Als Heinrich VII. am 29. Juni 1312 in der römischen Lateranbasilika zum Kaiser gekrönt wurde, war damit auch dem rasanten Aufstieg des ehedem wenig bedeutenden Luxemburger Grafengeschlechts die metaphorische Krone aufgesetzt. Nur vier Jahre zuvor war Heinrich gegen starke französische und habsburgische Mitbewerber überraschend zum römisch-deutschen König gewählt worden, 1310 gelang es ihm, für seinen Sohn Johann das Königreich Böhmen zu erwerben, das mit dessen Sohn Karl IV. schließlich zum Zentrum eines erneuerten hegemonialen Kaisertums werden sollte.

Anlässlich des 700-jährigen Jubiläums der Kaiserkrönung des ersten Luxemburgers auf dem Königsthron veranstalteten die Deutsche Kommission für die Bearbeitung der Regesta Imperii e.
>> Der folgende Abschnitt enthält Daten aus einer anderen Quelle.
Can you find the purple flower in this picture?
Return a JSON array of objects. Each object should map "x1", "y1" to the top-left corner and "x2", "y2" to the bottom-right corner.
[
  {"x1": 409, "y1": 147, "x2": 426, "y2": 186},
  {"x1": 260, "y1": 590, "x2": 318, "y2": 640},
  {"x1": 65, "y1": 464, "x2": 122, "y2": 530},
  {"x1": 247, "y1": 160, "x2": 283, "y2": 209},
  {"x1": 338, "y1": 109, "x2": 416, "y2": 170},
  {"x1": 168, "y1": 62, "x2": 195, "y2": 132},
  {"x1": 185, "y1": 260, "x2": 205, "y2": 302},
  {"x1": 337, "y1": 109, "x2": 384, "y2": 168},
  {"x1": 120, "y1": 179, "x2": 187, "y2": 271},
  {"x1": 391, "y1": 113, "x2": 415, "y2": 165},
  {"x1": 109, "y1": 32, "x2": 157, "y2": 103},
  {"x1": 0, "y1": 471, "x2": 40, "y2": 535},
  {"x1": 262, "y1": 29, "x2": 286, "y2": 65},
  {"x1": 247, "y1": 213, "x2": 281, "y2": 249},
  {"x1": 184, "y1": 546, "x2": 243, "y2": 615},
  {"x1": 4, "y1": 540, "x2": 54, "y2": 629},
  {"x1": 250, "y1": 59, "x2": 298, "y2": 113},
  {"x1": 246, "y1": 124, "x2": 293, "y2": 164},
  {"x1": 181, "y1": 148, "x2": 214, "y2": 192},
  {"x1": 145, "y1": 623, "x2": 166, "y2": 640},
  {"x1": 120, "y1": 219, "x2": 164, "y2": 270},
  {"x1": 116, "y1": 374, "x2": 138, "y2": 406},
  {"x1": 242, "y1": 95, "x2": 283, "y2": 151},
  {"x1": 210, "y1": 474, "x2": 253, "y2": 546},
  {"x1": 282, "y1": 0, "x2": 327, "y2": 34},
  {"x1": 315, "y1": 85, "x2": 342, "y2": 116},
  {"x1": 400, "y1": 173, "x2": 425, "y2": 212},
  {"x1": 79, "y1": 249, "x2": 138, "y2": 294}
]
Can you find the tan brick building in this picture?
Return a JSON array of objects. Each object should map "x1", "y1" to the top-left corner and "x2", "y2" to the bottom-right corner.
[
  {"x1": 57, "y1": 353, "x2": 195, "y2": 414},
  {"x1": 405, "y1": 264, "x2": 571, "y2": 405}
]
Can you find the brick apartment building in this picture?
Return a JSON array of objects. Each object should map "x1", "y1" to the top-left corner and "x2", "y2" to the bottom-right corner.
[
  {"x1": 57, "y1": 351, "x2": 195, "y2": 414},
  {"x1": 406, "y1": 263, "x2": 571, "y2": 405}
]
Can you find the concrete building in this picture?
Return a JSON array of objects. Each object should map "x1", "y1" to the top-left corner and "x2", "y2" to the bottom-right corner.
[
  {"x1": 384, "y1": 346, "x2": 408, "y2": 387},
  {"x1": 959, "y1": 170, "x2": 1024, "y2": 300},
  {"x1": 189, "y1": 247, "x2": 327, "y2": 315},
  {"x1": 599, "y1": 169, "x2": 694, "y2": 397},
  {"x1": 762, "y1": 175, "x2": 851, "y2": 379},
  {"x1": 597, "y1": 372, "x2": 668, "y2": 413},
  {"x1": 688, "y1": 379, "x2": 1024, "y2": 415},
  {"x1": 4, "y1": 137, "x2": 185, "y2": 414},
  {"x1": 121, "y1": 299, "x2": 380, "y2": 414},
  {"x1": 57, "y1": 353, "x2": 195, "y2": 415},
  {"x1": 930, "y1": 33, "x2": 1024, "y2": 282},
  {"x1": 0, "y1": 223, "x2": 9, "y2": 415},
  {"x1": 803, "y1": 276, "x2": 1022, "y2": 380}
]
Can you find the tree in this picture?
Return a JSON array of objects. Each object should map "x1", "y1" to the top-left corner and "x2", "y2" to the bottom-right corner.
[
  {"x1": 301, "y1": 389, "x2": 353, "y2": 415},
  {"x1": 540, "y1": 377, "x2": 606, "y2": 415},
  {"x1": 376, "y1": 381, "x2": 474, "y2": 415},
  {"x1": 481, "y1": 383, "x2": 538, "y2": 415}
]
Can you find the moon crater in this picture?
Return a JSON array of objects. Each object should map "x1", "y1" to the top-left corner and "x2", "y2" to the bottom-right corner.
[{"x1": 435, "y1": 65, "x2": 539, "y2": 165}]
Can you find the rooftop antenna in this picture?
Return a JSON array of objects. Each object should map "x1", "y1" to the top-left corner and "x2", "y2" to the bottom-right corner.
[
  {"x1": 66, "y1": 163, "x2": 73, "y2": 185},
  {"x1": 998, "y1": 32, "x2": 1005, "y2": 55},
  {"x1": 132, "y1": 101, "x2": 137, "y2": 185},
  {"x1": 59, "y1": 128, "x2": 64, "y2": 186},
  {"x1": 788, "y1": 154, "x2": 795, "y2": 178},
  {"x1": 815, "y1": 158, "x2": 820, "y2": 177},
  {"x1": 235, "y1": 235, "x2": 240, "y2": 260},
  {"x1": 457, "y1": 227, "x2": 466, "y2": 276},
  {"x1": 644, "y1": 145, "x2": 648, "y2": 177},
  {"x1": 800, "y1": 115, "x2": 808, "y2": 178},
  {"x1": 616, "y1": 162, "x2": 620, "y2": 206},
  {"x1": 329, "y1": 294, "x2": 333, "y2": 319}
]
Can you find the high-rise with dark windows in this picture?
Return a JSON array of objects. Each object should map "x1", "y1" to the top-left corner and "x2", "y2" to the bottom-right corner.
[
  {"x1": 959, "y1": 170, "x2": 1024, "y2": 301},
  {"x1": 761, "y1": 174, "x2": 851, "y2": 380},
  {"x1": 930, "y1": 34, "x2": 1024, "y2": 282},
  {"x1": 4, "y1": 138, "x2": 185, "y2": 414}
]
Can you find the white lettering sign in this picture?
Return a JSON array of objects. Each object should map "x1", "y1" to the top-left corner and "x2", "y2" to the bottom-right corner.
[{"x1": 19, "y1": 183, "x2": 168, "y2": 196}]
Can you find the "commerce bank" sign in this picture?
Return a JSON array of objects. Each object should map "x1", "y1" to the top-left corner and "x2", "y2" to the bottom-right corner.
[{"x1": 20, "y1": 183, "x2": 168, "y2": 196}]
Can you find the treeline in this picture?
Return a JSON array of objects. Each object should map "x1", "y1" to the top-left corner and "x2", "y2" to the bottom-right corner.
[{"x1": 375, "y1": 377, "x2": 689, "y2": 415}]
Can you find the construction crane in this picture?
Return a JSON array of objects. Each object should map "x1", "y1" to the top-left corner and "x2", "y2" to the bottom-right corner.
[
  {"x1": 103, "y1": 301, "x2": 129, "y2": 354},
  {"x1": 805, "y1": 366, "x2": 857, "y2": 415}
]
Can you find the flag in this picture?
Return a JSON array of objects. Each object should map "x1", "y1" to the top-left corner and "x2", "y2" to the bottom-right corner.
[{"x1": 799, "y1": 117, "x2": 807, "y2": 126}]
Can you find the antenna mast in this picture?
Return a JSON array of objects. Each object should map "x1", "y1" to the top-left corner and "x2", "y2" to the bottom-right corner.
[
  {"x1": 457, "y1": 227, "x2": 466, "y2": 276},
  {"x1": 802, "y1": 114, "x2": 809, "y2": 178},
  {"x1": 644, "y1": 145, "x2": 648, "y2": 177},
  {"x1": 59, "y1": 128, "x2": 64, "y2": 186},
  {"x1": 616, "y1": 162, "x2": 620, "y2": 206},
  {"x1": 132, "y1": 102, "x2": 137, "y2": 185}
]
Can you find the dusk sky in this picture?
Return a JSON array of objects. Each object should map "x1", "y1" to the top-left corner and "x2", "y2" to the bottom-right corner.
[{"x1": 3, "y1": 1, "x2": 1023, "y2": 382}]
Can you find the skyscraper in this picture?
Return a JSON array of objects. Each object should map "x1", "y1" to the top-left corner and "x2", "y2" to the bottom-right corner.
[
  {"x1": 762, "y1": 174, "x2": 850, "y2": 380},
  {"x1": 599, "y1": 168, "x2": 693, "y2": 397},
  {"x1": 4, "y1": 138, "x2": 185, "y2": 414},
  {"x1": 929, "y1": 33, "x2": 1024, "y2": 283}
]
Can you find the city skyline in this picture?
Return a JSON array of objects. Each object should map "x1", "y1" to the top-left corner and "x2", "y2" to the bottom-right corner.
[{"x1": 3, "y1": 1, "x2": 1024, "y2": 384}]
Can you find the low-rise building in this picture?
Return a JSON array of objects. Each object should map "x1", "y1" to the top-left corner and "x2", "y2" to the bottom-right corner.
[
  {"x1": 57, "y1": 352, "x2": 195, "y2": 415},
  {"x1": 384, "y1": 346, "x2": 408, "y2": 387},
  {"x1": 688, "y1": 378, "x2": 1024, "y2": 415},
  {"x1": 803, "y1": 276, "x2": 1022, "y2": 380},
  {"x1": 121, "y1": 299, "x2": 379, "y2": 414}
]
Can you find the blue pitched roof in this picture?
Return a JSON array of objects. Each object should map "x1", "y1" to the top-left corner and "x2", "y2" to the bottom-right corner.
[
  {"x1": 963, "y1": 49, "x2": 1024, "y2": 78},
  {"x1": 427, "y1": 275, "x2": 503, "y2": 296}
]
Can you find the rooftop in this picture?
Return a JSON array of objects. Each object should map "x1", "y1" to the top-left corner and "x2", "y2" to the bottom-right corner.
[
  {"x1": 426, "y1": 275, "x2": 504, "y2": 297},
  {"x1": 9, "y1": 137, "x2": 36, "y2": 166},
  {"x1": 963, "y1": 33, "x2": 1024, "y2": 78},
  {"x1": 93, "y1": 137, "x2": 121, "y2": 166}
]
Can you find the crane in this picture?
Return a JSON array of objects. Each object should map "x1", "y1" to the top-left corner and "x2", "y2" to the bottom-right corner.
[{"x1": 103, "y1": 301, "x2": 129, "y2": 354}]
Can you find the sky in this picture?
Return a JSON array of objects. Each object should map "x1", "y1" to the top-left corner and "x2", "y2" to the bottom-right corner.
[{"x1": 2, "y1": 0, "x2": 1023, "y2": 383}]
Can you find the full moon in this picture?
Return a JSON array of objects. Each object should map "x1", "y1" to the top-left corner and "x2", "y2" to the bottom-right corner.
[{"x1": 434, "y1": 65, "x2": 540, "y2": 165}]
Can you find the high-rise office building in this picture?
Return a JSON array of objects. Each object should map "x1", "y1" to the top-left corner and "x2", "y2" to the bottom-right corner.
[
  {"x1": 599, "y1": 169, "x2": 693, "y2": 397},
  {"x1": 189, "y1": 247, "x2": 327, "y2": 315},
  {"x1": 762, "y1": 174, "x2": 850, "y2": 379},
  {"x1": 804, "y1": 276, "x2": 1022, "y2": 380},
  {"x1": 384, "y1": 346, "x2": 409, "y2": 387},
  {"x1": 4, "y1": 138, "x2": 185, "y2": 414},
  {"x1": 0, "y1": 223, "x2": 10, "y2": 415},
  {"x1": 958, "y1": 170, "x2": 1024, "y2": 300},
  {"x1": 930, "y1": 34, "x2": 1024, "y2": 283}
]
V., die Universität Luxemburg und das Istituto Nazionale di Studi Romani im Oktober 2012 in Rom ein internationales Kolloquium, auf dem die bislang kaum systematisch und geschlossen untersuchte europäische Dimension der Luxemburger-Herrschaft in zahlreichen Einzelaspekten thematisiert wurde.1 Im vorliegenden Band sind 22 daraus hervorgegangene Beiträge von Wissenschaftlerinnen und Wissenschaftlern verschiedener Disziplinen versammelt, die aus unterschiedlichsten Blickrichtungen Annäherungen an die Spezifika der Dynastie von ihrem Aufstieg über die Herrschaftsausübung bis zur Memoria unternehmen.

Der Mitherausgeber Peter Thorau verbindet in seiner Einführung einen schwungvollen Abriss historisch und kulturell zentraler Punkte der Reichsgeschichte unter den Luxemburgern – von der gezielten Verlagerung des Herrschaftsschwerpunkts nach Ostmitteleuropa bis zur Schlacht von Nikopolis und dem Konstanzer Konzil – mit einfühlsamen Kurzporträts der im Mittelpunkt des Bandes stehenden Protagonisten, insbesondere Heinrichs VII., Karls IV. und Sigismunds. Dabei unterstreicht er die weitgespannten diplomatischen und kulturellen Beziehungen und Verknüpfungen und findet in ihnen „einen europäischen Gedanken, der das Zeitalter der Luxemburger insgesamt prägte“ (S. 7).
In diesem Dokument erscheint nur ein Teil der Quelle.